How To: Ingest New Documents into RAG

Documentation status

  • Validation: IN PROGRESS – Simplified recipe based on the RAG ingestion DAG.
  • Last reviewed: 2025-11-21
  • Community: If you refine this workflow, please update it via Contributing to docs.

This is a short recipe for ingesting new documents into the Qubinode RAG system once Airflow and the AI Assistant are already running.

Prerequisites

Steps

1. Add or Update Documents

  1. Copy new or updated docs into your RAG ingress directory, for example:
sudo mkdir -p /opt/documents/incoming
sudo chown $(whoami) /opt/documents/incoming

cp ~/my-updated-docs/*.md /opt/documents/incoming/
  1. Ensure file permissions allow the Airflow container to read them.

2. Trigger the RAG Ingestion DAG

  1. Open the Airflow UI.
  2. Find the RAG ingestion DAG (e.g., rag_document_ingestion).
  3. Unpause it if needed.
  4. Trigger a DAG run:
    • Optionally provide parameters if your DAG supports custom paths.

3. Confirm Ingestion Succeeded

  • Check DAG run status in Airflow.
  • Review task logs for:
    • Number of new documents found.
    • Number of chunks and embeddings created.

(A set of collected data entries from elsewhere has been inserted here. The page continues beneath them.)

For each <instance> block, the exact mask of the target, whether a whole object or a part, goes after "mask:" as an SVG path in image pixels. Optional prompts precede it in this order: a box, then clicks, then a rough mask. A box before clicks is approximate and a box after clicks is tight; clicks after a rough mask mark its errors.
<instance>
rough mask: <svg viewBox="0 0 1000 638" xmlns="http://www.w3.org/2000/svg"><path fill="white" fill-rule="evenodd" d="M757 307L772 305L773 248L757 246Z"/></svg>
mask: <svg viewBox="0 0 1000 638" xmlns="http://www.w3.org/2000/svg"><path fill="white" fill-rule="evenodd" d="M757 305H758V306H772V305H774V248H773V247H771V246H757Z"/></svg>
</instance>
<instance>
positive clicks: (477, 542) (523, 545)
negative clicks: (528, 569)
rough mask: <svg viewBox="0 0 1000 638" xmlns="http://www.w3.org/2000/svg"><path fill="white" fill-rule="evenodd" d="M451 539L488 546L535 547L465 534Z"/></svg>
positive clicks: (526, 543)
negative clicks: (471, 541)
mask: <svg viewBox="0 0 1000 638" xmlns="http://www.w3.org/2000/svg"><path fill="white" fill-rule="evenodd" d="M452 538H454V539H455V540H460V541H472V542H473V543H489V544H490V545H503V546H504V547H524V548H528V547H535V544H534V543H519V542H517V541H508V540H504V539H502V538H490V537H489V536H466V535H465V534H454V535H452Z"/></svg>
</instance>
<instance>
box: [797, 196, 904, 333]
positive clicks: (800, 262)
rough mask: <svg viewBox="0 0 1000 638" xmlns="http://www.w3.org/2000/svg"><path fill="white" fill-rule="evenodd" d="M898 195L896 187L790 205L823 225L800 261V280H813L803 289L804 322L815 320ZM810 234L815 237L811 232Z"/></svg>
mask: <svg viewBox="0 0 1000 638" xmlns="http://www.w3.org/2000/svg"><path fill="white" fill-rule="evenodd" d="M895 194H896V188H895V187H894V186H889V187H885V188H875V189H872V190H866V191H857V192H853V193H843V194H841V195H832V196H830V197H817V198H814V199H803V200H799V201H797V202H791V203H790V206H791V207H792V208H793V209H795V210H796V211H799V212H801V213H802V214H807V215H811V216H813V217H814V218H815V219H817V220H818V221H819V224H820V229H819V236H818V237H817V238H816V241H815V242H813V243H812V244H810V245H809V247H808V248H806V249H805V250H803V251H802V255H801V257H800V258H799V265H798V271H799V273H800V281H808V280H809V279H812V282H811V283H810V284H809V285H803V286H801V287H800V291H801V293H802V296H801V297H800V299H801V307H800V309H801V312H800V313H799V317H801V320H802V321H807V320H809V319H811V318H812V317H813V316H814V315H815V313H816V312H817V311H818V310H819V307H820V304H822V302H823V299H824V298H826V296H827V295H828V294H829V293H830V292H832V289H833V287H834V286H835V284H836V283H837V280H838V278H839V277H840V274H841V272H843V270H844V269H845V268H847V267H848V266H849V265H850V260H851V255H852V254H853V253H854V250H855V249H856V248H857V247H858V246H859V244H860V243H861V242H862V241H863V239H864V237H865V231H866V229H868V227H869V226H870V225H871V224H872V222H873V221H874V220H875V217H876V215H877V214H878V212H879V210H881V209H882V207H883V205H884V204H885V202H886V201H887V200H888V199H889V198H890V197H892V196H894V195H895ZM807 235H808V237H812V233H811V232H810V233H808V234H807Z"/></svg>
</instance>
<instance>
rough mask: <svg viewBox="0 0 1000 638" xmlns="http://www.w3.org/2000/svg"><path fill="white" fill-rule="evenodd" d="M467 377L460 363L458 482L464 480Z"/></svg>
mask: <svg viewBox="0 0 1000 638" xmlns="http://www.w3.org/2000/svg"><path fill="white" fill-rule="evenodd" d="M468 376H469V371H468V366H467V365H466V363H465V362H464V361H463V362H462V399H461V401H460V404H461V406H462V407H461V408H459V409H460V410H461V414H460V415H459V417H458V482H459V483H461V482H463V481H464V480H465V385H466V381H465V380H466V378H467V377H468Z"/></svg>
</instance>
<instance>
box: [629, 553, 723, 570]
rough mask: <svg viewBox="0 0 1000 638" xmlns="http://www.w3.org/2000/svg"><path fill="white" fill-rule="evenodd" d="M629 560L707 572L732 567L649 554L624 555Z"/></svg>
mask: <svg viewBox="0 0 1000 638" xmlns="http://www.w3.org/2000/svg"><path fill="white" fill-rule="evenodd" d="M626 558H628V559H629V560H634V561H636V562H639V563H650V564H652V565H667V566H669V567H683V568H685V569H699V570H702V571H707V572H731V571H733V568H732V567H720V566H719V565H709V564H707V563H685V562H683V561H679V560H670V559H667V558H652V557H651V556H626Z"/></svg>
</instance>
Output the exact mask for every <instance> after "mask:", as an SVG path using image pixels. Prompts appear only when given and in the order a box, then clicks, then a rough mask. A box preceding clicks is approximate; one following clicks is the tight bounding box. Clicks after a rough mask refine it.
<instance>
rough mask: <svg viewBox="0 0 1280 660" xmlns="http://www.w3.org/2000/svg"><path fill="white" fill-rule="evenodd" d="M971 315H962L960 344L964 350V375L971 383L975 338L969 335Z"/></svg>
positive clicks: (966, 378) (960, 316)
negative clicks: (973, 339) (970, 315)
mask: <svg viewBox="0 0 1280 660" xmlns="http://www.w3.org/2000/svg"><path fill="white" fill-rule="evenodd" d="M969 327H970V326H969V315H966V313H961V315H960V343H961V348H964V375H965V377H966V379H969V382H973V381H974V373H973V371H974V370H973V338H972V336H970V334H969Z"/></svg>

4. Test with the AI Assistant

  • Ask questions that rely on the new/updated docs.
  • If answers are missing or outdated, check:
    • The document path used in the DAG.
    • Whether the ingestion DAG completed successfully.
    • Any errors reported in logs.

If you frequently ingest new docs, consider scheduling the ingestion DAG or adding a dedicated incremental-update DAG and documenting it here.